The handles, as they come, are ill-proportioned and covered in lacquer of some sort. The ring at the top is useless and they feel a little too long to me. They’re also round so they roll around on (and right off) the bench and the flattened part meant as a landing for your grip is rough.

Seriously though, we’re woodworkers aren’t we? There’s some really fine ash under all of that mass-production. I popped off the ring with a nail-set and took 1/2″ off with my carcase saw. From there, literally fifteen minutes with a rasp, float and sandpaper can turn it into something like this.


I added a few coats of BLO and soft wax over the next few days and it’s a decent (dare I say comfortable) handle.
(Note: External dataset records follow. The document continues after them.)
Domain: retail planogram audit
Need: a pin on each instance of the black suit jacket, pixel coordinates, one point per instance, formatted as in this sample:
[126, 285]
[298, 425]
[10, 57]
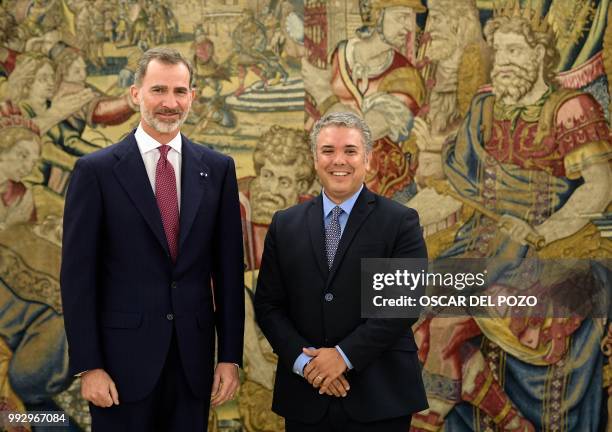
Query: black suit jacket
[121, 293]
[293, 312]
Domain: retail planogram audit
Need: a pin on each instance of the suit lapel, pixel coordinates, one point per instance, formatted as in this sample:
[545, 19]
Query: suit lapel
[132, 175]
[361, 210]
[194, 176]
[317, 234]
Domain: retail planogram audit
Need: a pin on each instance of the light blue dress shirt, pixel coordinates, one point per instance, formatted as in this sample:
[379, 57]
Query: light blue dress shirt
[328, 205]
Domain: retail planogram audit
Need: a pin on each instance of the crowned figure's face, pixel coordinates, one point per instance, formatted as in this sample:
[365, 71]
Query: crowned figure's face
[397, 23]
[516, 66]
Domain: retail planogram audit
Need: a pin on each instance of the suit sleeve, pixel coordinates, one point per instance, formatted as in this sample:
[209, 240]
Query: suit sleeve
[79, 269]
[372, 338]
[228, 272]
[271, 305]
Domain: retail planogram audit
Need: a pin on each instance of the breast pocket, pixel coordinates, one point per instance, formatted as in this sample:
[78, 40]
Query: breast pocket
[124, 320]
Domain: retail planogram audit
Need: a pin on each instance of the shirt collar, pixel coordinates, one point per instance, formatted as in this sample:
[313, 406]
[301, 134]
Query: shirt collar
[347, 205]
[146, 142]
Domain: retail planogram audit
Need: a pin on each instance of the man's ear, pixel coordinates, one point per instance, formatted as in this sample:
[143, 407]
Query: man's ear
[134, 94]
[302, 187]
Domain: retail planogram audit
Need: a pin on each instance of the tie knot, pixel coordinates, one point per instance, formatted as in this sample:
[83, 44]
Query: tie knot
[163, 150]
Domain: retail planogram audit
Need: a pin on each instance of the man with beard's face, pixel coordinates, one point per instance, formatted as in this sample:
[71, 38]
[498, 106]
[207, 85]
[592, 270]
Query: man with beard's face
[516, 66]
[284, 172]
[275, 188]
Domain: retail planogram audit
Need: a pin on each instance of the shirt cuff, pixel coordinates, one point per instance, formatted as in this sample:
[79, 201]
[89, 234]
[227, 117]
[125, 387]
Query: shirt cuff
[349, 365]
[301, 362]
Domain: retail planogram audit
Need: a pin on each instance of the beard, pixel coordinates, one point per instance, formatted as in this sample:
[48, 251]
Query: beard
[514, 81]
[264, 203]
[160, 125]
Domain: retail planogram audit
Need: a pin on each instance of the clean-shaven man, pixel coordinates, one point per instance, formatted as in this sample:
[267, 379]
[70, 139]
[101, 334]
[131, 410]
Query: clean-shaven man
[336, 370]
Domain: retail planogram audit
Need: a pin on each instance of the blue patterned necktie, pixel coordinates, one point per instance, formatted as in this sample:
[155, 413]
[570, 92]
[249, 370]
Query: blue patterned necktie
[332, 235]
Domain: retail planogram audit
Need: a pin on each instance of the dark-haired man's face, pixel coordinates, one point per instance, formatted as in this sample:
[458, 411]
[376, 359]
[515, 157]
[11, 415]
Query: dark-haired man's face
[275, 188]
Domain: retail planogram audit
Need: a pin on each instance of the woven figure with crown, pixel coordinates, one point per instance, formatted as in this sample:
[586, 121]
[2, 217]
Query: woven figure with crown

I put this 1″ chisel right to work and it has been reliable, comfortable and useful in every way you really need a chisel to be those things. So, they may be cheap for a reason, but a handyman (or handywoman) sure could do a lot worse.


4 Comments Add yours

  1. Brian Clites says:

    I’m glad you found value in these Jim. And I love the way you drudged an Instagram grudge into the blog! I might follow suit. I love IG — but where can I vent about some of the sillier comments by followers!?! LOL


    1. It’s weird how some things bother you. I didn’t care that this guy had a different opinion than me, but somehow I felt like he was calling me a liar. Whatever. Feud over.

      They’re certainly not my go-to chisels, but they are nice to have around because they’re a little longer and good for paring operations. I’ve been considering turning a set into dedicated skew chisels for half-blinds, but I’ve also decided that once they’re tuned up, they’re good to have around as gifts for those interested in getting into hand tools.


  2. I got these last year out of curiosity. I liked them enough to completely rehandle them, and they do see a good amount of use even though they are not my primary chisels. I did buy 2 sets this year for a matched set of skews, but won’t be opening the packages until 2017 so I don’t violate the spirit of my “no net new tools in 2016” rule.

    I am of the “sharpen easy; sharpen often” school of edge retention so the fact these won’t hold up to A2 or PM-V11 doesn’t bother me.The CR-V comes back to life in about half a dozen strokes on my 8k stone. They are not that far off edge retention-wise from my daily drivers – vintage Sheffield O1 Marples chisels. I only have 2 complaints. One of which I fixed with my lathe, some 8/4 hardwood scraps, and some copper pipe (handles). The other of which is the lands are a little to large for very fine work. However to me the price point negates my right to argue that as a flaw.

    I like what you did with your handles. I’ll likely take that route with my skews.

    Liked by 1 person

    1. I’ve found them to be pretty close to my O1 chisels as well, which I prefer. I put off sharpening less when it’s quick work.